Training the network.

We will iterate through our dataset. For evey iteration we need to:


In [None]:
# initialize the model:
model = SiameseNet()
print(model)

# specify loss:
criterion = ContrastiveLoss(margin=1.0)

# specify optimizer
optimizer = torch.optim.SGD(model.parameters(), lr=0.001, momentum=0.9)
# specify scheduler
scheduler = torch.optim.lr_scheduler.StepLR(optimizer, step_size=10, gamma=0.1)

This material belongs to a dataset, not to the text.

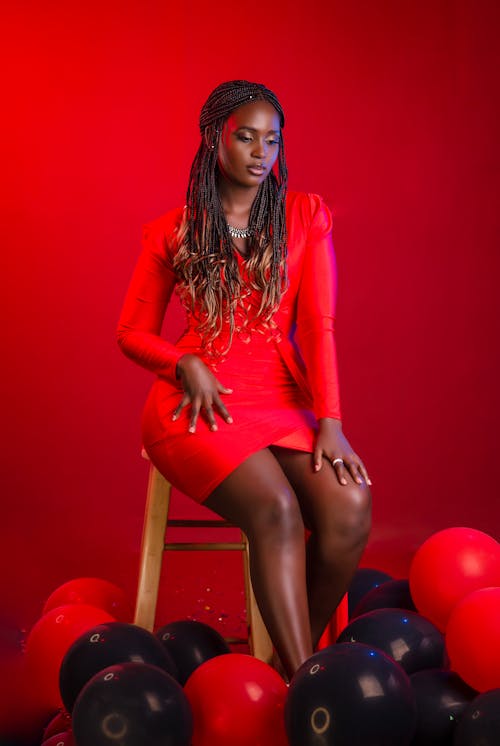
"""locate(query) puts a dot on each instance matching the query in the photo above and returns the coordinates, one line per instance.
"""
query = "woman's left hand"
(332, 444)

# number of epochs to train the model
n_epochs = 5

n_iterations = int(len(train_data)/batch_size)

max_iters = 30

for epoch in range(n_epochs):
    # monitor training loss
    train_loss = 0.0
    model.train() # prep model for training
    ###################
    # train the model #
    ###################

    for ii, (data, target) in enumerate(train_loader):
        if ii % 5 == 0:
          print("Epoch:", epoch, "Iteration:", ii, "out of:", n_iterations)
        # clear the gradients of all optimized variables
        optimizer.zero_grad()
        # forward pass: compute predicted outputs by passing inputs to the model
        outputs1, outputs2 = model(data[0], data[1])
        # calculate the loss
        loss = criterion(outputs1, outputs2, target)
        
        # backward pass: compute gradient of the loss with respect to model parameters
        loss.backward()
        # perform a single optimization step (parameter update)
        optimizer.step()
        
        # update running training loss
        train_loss += loss.item()*data[0].size(0)

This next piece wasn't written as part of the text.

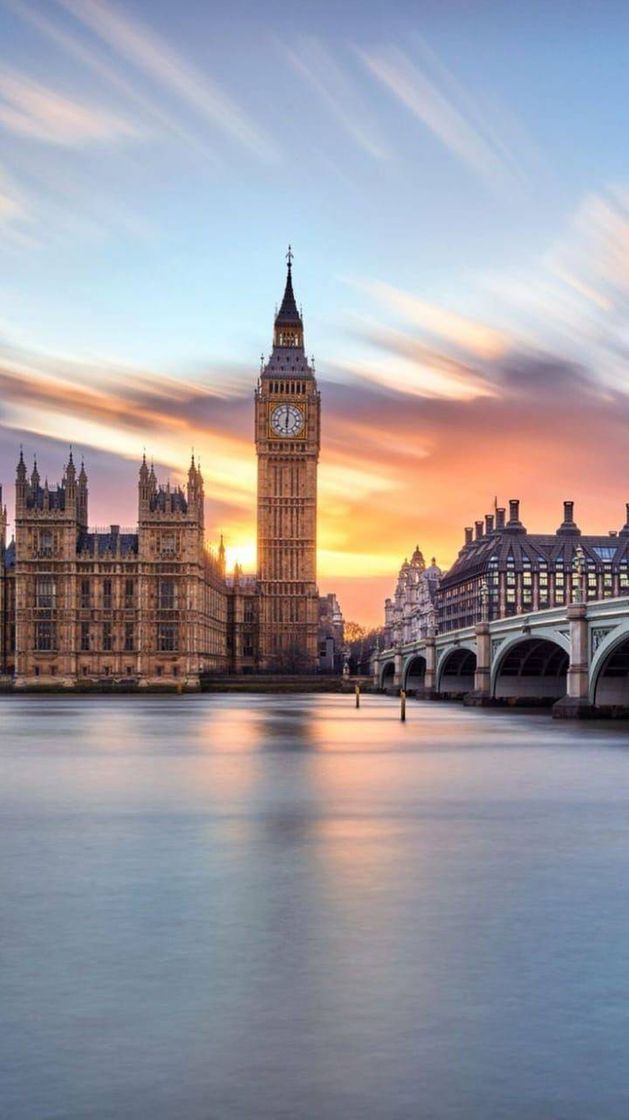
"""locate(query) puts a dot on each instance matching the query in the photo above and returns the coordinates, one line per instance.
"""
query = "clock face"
(287, 420)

        if ii >= max_iters:
          break
    
    # if you have a learning rate scheduler - perform a its step in here
    scheduler.step()
    # print training statistics 
    # calculate average loss over an epoch
    train_loss = train_loss/((ii+1)*batch_size)

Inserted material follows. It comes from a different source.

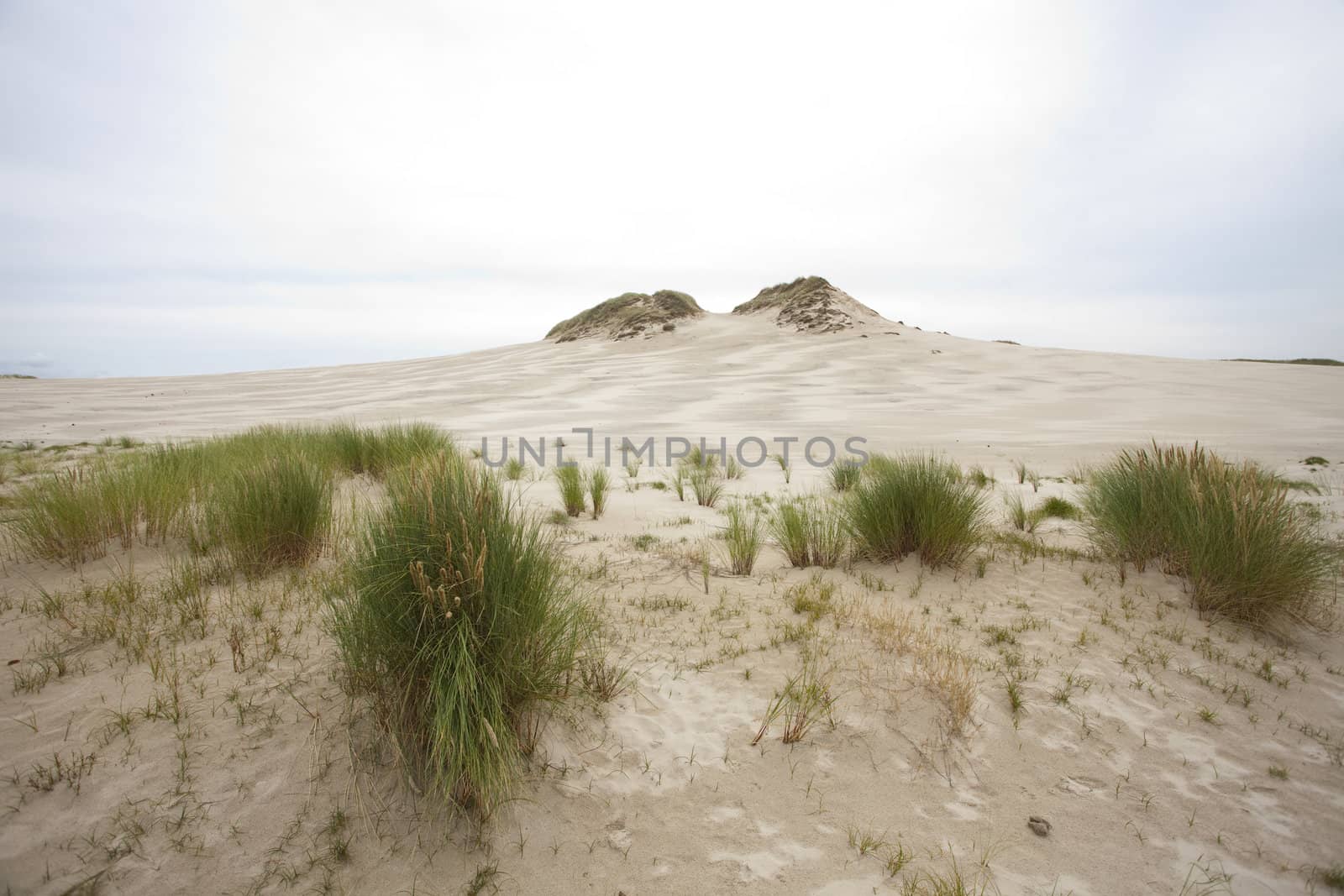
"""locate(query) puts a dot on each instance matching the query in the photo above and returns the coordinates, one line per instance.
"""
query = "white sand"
(662, 792)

    print('Epoch: {} \tTraining Loss: {:.6f}'.format(epoch+1, train_loss))

    # Run the validation pass multiple times and report the average:
    model.eval()  # prep model for testing
    n_tests = 10
    accuracy = 0.0
    for i in range(n_tests):
      embeddings, labels, centroids = test(model, phase = "val", n_samples = 100, n_labels = 5, n_predict = 5)
      scores = NCM(centroids, embeddings)
      accuracy += create_confusion_matrix(scores, labels)
    print("Overall accuracy:", 100*(accuracy/n_tests), "%")

After training, test the model on the test set. Write the code for it below. Use the example of validation set as your reference.

In [None]:
# TO BE IMPLEMENTED

## To do:
Run each test scenario 25 times and report the average accuracy. Use the example of validation set as your reference.

1.   Test the trained network in a 5-way 5-shot scenario with 100 unknown examples per each category
2.   Test the trained network in a 20-way 5-shot scenario with 100 unknown examples per each category
3.   Test the trained network in a 5-way 2-shot scenario with 100 unknown examples per each category
4.   Copy a pre-trained model from [here](https://drive.google.com/file/d/1w5Pl_mmSK90UWJLon7NSDPac_FzvLD5U/view?usp=sharing) to your folder, load it and perform the same 3 test comparisons as above.

In your research report - provide information on final training loss and validation accuracy. Run the 3 different testing scenarios described above (both for your model and the pre-trained one), provide the accuracies observed, and explain the differences in the observed accuracies.